[ofa-general] [PATCH RFC/untested v0.5] IPoIB/CM: fix SRQ WR leak
Michael S. Tsirkin
mst at dev.mellanox.co.il
Wed May 16 03:14:57 PDT 2007
SRQ WR leakage has been observed with IPoIB/CM: e.g. flipping ports on and off
will, with time, leak out all WRs and then all connections will start getting RNR
NACKs. Fix this in the way suggested by spec: move QP to error, wait for last
wqe reached event and then post send on "drain QP" connected to the same CQ.
Once we observe a completion on the drain QP, it's safe to call ib_destroy_qp.
Signed-off-by: Michael S. Tsirkin <mst at dev.mellanox.co.il>
---
Changes from v0: fixed drain WR ID, comment on the algorithm used,
cleaned up the patch description.
Roland, all. This is a largish, and still untested, patch that fixes a design bug in
the way IPoIB/CM destroyed QPs connected to SRQ.
Unfortunately, doing it by the spec kind of forces us to add a "state"
for passive connections, and split the connection list per connection state.
That's why the patch grew to be so large.
The issue addressed is very severe (the only work-around is to unload the ipoib module
once in a while), so given how large the patch is, I'd like to ask everyone to review
and comment.
NB: this is on top of 2.6.22-rc1.
ipoib.h | 38 ++++++++++
ipoib_cm.c | 208 ++++++++++++++++++++++++++++++++++++++++++++++++----------
ipoib_verbs.c | 2
3 files changed, 212 insertions(+), 36 deletions(-)

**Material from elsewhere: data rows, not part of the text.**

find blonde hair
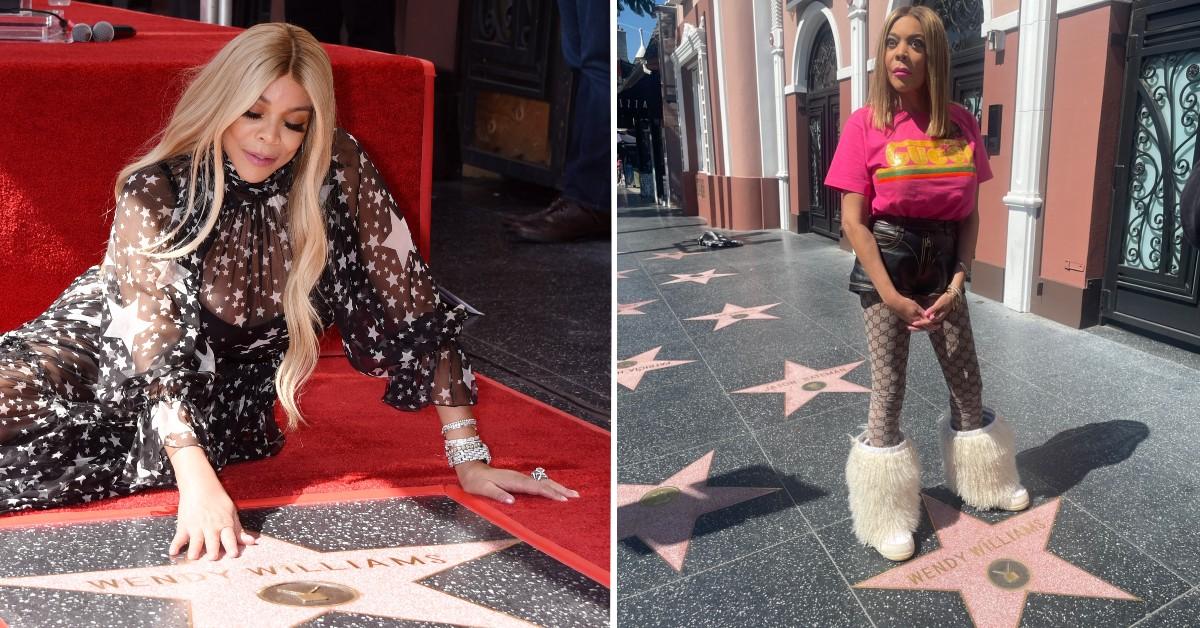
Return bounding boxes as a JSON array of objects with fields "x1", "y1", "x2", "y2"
[
  {"x1": 114, "y1": 22, "x2": 335, "y2": 430},
  {"x1": 867, "y1": 6, "x2": 957, "y2": 138}
]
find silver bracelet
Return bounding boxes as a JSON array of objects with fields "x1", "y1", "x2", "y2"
[
  {"x1": 440, "y1": 418, "x2": 477, "y2": 435},
  {"x1": 444, "y1": 436, "x2": 492, "y2": 467}
]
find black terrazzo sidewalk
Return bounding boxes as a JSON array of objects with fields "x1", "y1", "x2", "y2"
[
  {"x1": 429, "y1": 179, "x2": 611, "y2": 428},
  {"x1": 615, "y1": 194, "x2": 1200, "y2": 627}
]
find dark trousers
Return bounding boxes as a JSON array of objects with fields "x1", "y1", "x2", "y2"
[
  {"x1": 285, "y1": 0, "x2": 395, "y2": 54},
  {"x1": 557, "y1": 0, "x2": 610, "y2": 212}
]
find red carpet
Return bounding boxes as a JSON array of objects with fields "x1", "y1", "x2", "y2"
[{"x1": 0, "y1": 357, "x2": 611, "y2": 581}]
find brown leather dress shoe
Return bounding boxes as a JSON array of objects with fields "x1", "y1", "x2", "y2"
[
  {"x1": 502, "y1": 197, "x2": 568, "y2": 228},
  {"x1": 508, "y1": 198, "x2": 609, "y2": 242}
]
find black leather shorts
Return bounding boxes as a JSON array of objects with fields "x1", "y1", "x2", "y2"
[{"x1": 848, "y1": 215, "x2": 959, "y2": 298}]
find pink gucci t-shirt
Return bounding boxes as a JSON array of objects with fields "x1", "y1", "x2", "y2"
[{"x1": 824, "y1": 104, "x2": 992, "y2": 221}]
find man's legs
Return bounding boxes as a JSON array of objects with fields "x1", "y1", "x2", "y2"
[{"x1": 508, "y1": 0, "x2": 610, "y2": 242}]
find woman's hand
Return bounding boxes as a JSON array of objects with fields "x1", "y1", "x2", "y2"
[
  {"x1": 454, "y1": 461, "x2": 579, "y2": 504},
  {"x1": 885, "y1": 294, "x2": 937, "y2": 332},
  {"x1": 920, "y1": 292, "x2": 959, "y2": 328},
  {"x1": 169, "y1": 476, "x2": 256, "y2": 561}
]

diff --git a/drivers/infiniband/ulp/ipoib/ipoib.h b/drivers/infiniband/ulp/ipoib/ipoib.h
index 87310ee..087bbfc 100644
--- a/drivers/infiniband/ulp/ipoib/ipoib.h
+++ b/drivers/infiniband/ulp/ipoib/ipoib.h
@@ -132,12 +132,43 @@ struct ipoib_cm_data {
__be32 mtu;
};
+/*
+ * Quoting 10.3.1 Queue Pair and EE Context States:
+ *
+ * Note, for QPs that are associated with an SRQ, the Consumer should take the
+ * QP through the Error State before invoking a Destroy QP or a Modify QP to the
+ * Reset State. The Consumer may invoke the Destroy QP without first performing
+ * a Modify QP to the Error State and waiting for the Affiliated Asynchronous
+ * Last WQE Reached Event. However, if the Consumer does not wait for the
+ * Affiliated Asynchronous Last WQE Reached Event, then WQE and Data Segment
+ * leakage may occur. Therefore, it is good programming practice to tear down a
+ * QP that is associated with an SRQ by using the following process:
+ *
+ * - Put the QP in the Error State
+ * - Wait for the Affiliated Asynchronous Last WQE Reached Event;
+ * - either:
+ * drain the CQ by invoking the Poll CQ verb and either wait for CQ
+ * to be empty or the number of Poll CQ operations has exceeded
+ * CQ capacity size;
+ * - or
+ * post another WR that completes on the same CQ and wait for this
+ * WR to return as a WC; (NB: this is the option that we use)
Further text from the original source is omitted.